There is no output, but if you check the container state it will now be running. The container is detached. To view output or provide input we will need to attach to its input and output streams. with the oci attach command:

$ sudo singularity oci attach busybox1
/ # date
date
Wed Apr 27 15:45:27 UTC 2022
/ #

When finished with the container, first oci kill running processes, than oci delete the container instance:

$ sudo singularity oci kill busybox1
$ sudo singularity oci delete busybox1

Unmounting OCI Filesystem Bundles

When you are finished with an OCI bundle, you will need to explicitly unmount it using the oci umount subcommand:

$ sudo singularity oci umount /var/tmp/busybox

Technical Implementation

SingularityCE 3.10 and newer use runc as the low-level runtime engine to execute containers in an OCI Runtime Spec compliant manner. runc is expected to be provided by your Linux distribution.

To manage container i/o streams and attachment, conmon is used. SingularityCE ships with a suitable version of conmon to support the oci command group.

In SingularityCE 3.9 and prior, SingularityCE’s own low-level runtime was employed for oci operations. This was retired to simplify maintenance, improve OCI compliance, and facilitate the development of OCI-mode.

OCI Specification Coverage

OCI Image Spec

In the default native mode, SingularityCE can convert container images that satisfy the OCI Image Format Specification into its own native SIF format or a simple sandbox directory. Most of the configuration that a container image can specify is supported by the SingularityCE runtime, but there are various limitations and workarounds may be required for some containers.

In OCI-mode, SingularityCE encapsulates OCI images in an OCI-SIF. The image config is preserved, and the container runs via a low-level OCI runtime for compatibiility with features of the image specification.

OCI Distribution Spec

SingularityCE is able to pull images from registries that satisfy the OCI Distribution Specification.

Native SIF images can be pushed, as a single file, to registries that permit artifacts with arbitrary content types using oras:// URIs.

OCI-SIF images can be pushed to registries as a single file with oras:// URIs, or as an OCI image with docker:// URIs.

Note

Although OCI-SIF images can be pushed to a registry as an OCI image, the squashfs layer format is not currently supported by other runtimes. The images can only be retrieved and run by SingularityCE 4.

OCI Runtime Spec

In its default mode, using the native runtime, SingularityCE does not follow the OCI Runtime Specification closely. Instead, it uses its own runtime that is better matched to the requirements and limitations of multi-user shared compute environments. The --compat option will apply various other flags to achieve behaviour that is closer (but not identical) to OCI runtimes such as Docker.

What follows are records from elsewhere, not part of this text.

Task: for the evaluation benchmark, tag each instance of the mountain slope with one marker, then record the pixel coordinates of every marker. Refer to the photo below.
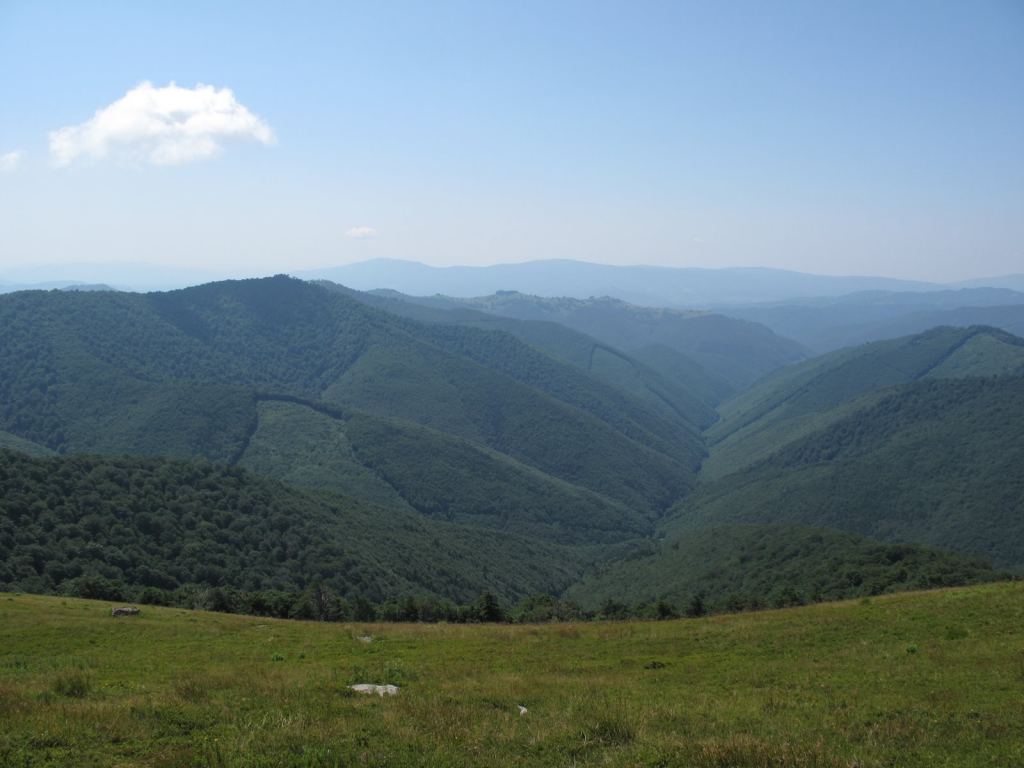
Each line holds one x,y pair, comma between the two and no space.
165,523
796,400
180,373
402,464
736,351
648,286
736,566
678,390
825,324
936,462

In OCI-mode, SingularityCE executes containers with a true OCI compatible low-level runtime. This allows compatibility with features of the OCI runtime specification that are not possible with the native runtime.

OCI Runtime CLI

The singularity oci commands were added to provide a mode of operation in which SingularityCE does implement the OCI runtime specification and container lifecycle, via a command line compatible with other low-level OCI runtimes. These commands are primarily of interest to tooling that might use SingularityCE as a container runtime, rather than end users. End users will general use the OCI-mode (--oci) with run / shell / exec.